La pérennisation des mécanismes de décote représente aussi une piste à creuser : « Dès lors qu’on a consenti des efforts de la puissance publique pour produire du logement abordable (PSLA, décote Duflot, vente HLM, BRS…), on pérenniserait cette décote et éviterait une culbute à la revente via un plafonnement du prix de vente », ajoute Jean-Baptiste Butlen.
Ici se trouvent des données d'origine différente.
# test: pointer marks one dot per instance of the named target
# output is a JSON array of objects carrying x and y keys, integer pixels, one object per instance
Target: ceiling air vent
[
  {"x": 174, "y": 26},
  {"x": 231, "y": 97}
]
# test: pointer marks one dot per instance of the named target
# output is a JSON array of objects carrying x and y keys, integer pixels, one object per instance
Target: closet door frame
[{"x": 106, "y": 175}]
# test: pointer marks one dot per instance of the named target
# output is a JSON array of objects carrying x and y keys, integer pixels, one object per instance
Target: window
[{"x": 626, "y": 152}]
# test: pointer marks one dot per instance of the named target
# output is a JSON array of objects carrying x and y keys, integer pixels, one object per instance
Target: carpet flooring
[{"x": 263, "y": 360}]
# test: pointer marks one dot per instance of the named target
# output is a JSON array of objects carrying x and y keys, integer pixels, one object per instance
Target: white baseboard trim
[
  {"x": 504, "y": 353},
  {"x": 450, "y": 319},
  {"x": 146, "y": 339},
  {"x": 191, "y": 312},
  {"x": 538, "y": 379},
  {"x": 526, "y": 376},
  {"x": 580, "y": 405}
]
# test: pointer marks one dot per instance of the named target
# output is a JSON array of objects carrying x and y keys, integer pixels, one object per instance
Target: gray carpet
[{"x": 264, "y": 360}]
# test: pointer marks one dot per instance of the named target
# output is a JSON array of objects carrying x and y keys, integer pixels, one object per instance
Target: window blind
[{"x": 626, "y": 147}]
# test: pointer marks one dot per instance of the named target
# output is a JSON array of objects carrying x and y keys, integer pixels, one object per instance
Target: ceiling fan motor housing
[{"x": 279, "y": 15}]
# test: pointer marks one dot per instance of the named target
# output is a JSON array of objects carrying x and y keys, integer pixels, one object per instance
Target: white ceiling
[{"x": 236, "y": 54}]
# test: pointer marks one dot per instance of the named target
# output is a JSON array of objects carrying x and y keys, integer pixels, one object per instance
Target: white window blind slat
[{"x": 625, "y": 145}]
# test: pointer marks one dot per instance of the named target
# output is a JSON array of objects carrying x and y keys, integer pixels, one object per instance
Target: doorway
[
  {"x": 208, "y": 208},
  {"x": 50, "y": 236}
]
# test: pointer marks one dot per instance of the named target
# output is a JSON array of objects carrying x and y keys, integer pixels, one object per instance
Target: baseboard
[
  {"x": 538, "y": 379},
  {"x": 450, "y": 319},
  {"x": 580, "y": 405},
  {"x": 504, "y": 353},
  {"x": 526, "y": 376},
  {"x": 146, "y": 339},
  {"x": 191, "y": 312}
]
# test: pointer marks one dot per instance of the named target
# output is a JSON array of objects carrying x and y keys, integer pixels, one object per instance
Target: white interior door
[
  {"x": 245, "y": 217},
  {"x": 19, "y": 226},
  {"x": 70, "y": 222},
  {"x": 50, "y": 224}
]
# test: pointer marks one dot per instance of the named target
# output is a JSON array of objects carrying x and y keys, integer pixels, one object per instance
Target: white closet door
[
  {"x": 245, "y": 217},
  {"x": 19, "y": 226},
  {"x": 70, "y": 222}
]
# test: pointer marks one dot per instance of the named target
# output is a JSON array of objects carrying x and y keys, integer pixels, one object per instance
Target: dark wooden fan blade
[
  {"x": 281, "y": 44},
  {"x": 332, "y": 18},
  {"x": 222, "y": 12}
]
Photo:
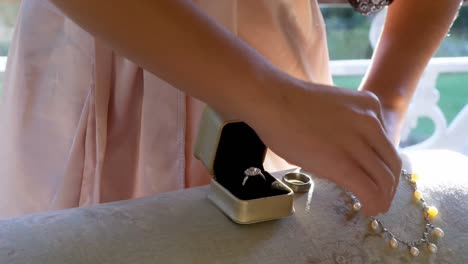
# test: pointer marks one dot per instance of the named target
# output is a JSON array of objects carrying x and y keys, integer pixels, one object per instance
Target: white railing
[
  {"x": 2, "y": 67},
  {"x": 453, "y": 136}
]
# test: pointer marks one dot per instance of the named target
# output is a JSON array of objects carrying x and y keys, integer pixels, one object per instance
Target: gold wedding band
[{"x": 297, "y": 181}]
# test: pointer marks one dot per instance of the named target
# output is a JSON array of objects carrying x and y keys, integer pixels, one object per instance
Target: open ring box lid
[{"x": 227, "y": 146}]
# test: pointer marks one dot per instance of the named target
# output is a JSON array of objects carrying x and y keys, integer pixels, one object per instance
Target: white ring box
[{"x": 227, "y": 146}]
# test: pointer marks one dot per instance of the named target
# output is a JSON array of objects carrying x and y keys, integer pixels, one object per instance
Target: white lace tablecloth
[{"x": 184, "y": 227}]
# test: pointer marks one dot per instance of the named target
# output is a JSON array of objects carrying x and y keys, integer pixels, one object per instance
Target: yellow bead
[
  {"x": 415, "y": 177},
  {"x": 432, "y": 211},
  {"x": 417, "y": 195},
  {"x": 357, "y": 206},
  {"x": 432, "y": 248},
  {"x": 414, "y": 251},
  {"x": 393, "y": 243},
  {"x": 438, "y": 232}
]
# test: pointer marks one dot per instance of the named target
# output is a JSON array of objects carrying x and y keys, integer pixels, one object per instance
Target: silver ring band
[{"x": 252, "y": 172}]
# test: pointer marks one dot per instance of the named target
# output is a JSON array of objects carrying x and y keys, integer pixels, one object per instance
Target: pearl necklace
[{"x": 429, "y": 212}]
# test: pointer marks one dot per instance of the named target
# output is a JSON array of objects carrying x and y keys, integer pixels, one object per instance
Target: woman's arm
[
  {"x": 333, "y": 133},
  {"x": 413, "y": 31}
]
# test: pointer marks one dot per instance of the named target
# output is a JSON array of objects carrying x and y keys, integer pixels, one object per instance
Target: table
[{"x": 184, "y": 227}]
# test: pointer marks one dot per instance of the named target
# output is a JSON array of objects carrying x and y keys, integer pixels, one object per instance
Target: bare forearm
[
  {"x": 412, "y": 33},
  {"x": 178, "y": 43}
]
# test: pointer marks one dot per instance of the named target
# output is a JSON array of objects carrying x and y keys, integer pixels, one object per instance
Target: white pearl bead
[
  {"x": 432, "y": 248},
  {"x": 393, "y": 243},
  {"x": 356, "y": 206},
  {"x": 438, "y": 232},
  {"x": 414, "y": 251}
]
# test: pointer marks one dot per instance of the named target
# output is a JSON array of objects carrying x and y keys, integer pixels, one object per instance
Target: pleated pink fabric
[{"x": 81, "y": 125}]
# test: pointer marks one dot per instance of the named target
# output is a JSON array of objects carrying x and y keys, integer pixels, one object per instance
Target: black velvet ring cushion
[{"x": 240, "y": 148}]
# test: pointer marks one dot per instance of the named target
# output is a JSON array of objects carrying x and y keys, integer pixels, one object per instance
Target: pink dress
[{"x": 80, "y": 124}]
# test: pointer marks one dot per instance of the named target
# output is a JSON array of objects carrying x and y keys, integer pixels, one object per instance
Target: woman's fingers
[{"x": 377, "y": 169}]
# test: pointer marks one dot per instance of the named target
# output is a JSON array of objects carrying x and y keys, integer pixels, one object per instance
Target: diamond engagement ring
[{"x": 252, "y": 172}]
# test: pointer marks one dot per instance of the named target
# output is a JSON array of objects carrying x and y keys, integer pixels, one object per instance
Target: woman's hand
[{"x": 336, "y": 134}]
Jean-Baptiste Butlen, sous-directeur de l’aménagement durable au ministère de la Cohésion des territoires. © Jgp

Autre réflexion : l’idée d’une réforme sur les taxes relatives aux plus-values de cession, qui pourrait être débattue en loi de finances. Certains parlementaires plaideraient en outre pour une interdiction des ventes aux enchères des biens du domaine privé afin de systématiser les ventes à l’amiable et d’éviter qu’une forme de spéculation ne se trouve encouragée par les acteurs de la puissance publique.

Optimiser la densité

Alors que se prépare un projet de loi sur le logement et la décentralisation, le ministre semble afficher la volonté de se tourner davantage vers les maires et les élus locaux, parfois décriés pour leurs politiques jugées peu courageuses en la matière. « L’acte de construire est extrêmement complexe », se défend Charlotte Libert-Albanel, maire (UDI) de Vincennes (Val-de-Marne). « Et sur le plan politique, le risque est avéré, il faut convaincre de l’utilité de la densification. D’autant que nous n’avons pas la main sur la politique de peuplement, ce qui pose des difficultés en termes de parcours résidentiel. »

De l’avis de Catherine Sabbah, déléguée générale d’Idheal (Institut des hautes études pour l’action dans le logement), les maires se doivent de convaincre leurs administrés que ce qui est accessible est acceptable : « La densité fait partie d’un contrat urbain et peut constituer une bonne qualité. Dans le cadre du Conseil national de la refondation (CNR), nous avions proposé qu’à partir d’un certain nombre de logements, l’apport financier provoqué aille à la commune, ce qui lui permettrait d’implanter des équipements et des espaces publics à proximité. Cela rendrait le projet politique acceptable et compréhensible », avance-t-elle.

Catherine Sabbah. © Jgp

En vue de réguler ce marché pas comme les autres que celui du logement, de nombreux maires réclament des prérogatives supplémentaires afin de leur permettre de réguler le prix de sortie des logements produits, d’avoir une meilleure gestion des logements vacants, d’augmenter les droits de préemption, etc.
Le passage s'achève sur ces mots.